The problem, Guffey said, is that he routinely hears only the opinions of certain residents — those willing to attend public hearings and who don’t shy from speaking out. While that’s helpful and important to the process, the county planner said he worries that he’s not getting the complete picture.
“Certain people tend to dominate public hearings, and it’s generally the same people each time,” Guffey said, adding that he believes it is vital to find ways to include people who might be uncomfortable speaking publicly on potentially divisive subjects.
That’s exactly what Carla Norwood, former director of the Franklin-based Little Tennessee Watershed Association, and husband Gabriel Cumming have been trying to discover how to do. Norwood and Cumming are graduate students at the University of North Carolina at Chapel Hill.
Guffey’s desire to include more Macon County residents in decisions about land planning helped shape Norwood’s doctoral research, which has focused on understanding how Macon County’s permanent residents view the changes that population growth and increased development are bringing to their community.
Macon County has experienced an approximately 7 percent increase in growth each year for the past decade, Guffey said.
“We had had many conversations about how to get more people involved in meaningful discussions about how the community was changing, which helped to inform the research we’ve been doing,” Norwood said. “And the core of the issues in Macon County — how to encourage conversations about and protection of shared resources such as water quality, the beauty of the landscape, that just about everyone values, but that are being degraded by the cumulative impact of uncoordinated actions — is something that many, many communities are thinking about.”
Norwood and her husband wanted to reach those people not likely to participate in public hearings.
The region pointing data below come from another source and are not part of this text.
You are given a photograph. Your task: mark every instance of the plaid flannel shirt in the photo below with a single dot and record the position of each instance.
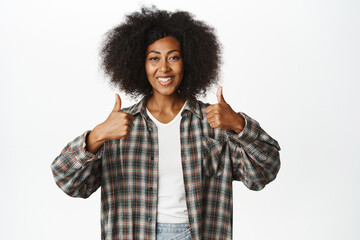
(127, 171)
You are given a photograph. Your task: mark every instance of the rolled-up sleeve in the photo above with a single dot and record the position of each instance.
(254, 154)
(77, 171)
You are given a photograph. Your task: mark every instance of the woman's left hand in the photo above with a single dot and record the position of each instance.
(222, 116)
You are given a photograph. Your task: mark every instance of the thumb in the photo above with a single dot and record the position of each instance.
(219, 95)
(117, 107)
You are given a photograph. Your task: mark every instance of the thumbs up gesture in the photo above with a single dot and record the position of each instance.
(222, 116)
(118, 125)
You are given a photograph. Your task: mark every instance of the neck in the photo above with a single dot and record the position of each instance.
(166, 104)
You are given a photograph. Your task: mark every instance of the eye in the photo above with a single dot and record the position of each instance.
(174, 58)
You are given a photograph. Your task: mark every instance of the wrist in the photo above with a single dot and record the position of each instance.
(240, 123)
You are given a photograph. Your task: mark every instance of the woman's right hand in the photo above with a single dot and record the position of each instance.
(117, 126)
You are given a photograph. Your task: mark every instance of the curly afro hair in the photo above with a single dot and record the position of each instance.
(123, 51)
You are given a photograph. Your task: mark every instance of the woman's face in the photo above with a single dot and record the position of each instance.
(164, 66)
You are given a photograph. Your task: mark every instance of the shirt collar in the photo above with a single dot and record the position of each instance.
(192, 105)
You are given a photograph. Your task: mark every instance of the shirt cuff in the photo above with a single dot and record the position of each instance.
(248, 134)
(78, 148)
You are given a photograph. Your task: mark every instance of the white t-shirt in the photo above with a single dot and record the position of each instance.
(171, 192)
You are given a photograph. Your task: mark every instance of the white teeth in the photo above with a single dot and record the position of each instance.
(164, 79)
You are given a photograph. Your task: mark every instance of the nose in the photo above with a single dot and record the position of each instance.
(164, 66)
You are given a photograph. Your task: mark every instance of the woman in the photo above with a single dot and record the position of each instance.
(166, 164)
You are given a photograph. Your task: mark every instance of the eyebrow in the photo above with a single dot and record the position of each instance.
(175, 50)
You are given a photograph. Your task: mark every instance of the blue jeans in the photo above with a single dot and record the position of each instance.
(173, 231)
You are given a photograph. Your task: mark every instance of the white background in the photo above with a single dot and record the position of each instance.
(291, 65)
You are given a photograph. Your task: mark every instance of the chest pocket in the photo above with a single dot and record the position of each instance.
(212, 156)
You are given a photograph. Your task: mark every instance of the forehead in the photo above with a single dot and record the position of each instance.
(164, 45)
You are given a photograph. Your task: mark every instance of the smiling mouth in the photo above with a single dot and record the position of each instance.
(165, 79)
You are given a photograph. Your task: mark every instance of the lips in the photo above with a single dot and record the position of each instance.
(165, 80)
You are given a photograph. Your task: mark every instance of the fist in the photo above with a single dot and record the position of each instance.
(221, 115)
(119, 124)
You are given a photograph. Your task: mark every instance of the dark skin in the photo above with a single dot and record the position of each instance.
(164, 68)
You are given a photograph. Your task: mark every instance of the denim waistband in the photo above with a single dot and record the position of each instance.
(172, 227)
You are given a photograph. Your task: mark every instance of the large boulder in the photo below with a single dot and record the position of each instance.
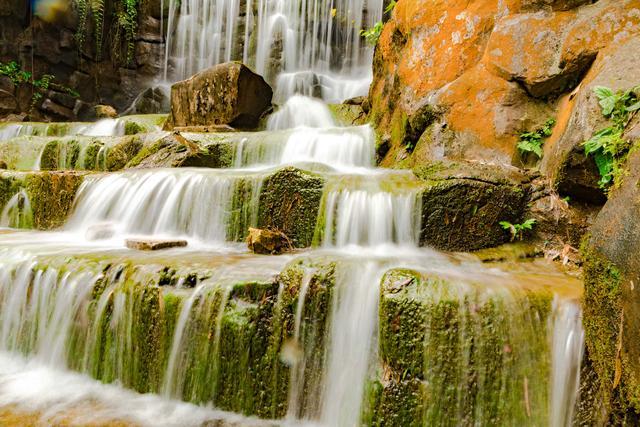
(462, 80)
(580, 116)
(226, 94)
(464, 203)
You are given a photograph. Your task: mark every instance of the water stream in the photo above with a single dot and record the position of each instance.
(363, 327)
(309, 47)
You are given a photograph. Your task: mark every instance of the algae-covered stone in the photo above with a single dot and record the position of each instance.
(290, 202)
(463, 205)
(123, 152)
(50, 194)
(176, 150)
(611, 302)
(468, 351)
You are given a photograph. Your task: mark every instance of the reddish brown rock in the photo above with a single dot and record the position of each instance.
(268, 242)
(154, 244)
(580, 116)
(462, 80)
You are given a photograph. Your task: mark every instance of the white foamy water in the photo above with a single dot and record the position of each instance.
(69, 398)
(311, 47)
(351, 343)
(568, 348)
(301, 111)
(195, 203)
(344, 149)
In January, they started sending the first of 1,800 surveys to a random sample of permanent Macon County residences. They included $1 to help with postage, and also followed up with reminders.
Surveys are being accepted through this week. So far, the couple has received about 50 percent. The questions include the following:
• Do you think county leaders pay enough attention to citizens’ opinion on land use issues?
• Should Macon County’s leadership do more or less to address growth?
• How would you feel most comfortable sharing your opinions about growth with county leaders?
Norwood said that the final question yielded the following results (other questions in the survey are still being tabulated):
• Twelve percent said they’d like to send in photographs that show types of development they think are desirable or undesirable.
• Sixteen percent they’d prefer small group discussions at a meeting where comments are recorded.
• Ten percent would like to make written comments at a meeting.
• Eleven percent preferred speaking at public meetings in town.
• Eleven percent would speak at meetings in fire departments or community clubs.
• Thirty-six percent wanted to fill out written surveys.
• Four percent said “other.”
Norwood said the survey follows up on an intensive public engagement process undertaken in 2004-2006, the Little Tennessee Perspectives. In addition to researching perspectives on growth and other issues, Norwood said the couple wanted to explore how similar (on growth and development issues) residents who participated in the Little Tennessee Perspectives project are to those who didn’t participate.
A chunk of the survey analysis will be completed within the next month, Norwood said, with the remainder done by next fall.
The graduate student said she and her husband are trying to determine the best ways to make the information available to the community and interested elected officials and community organizations.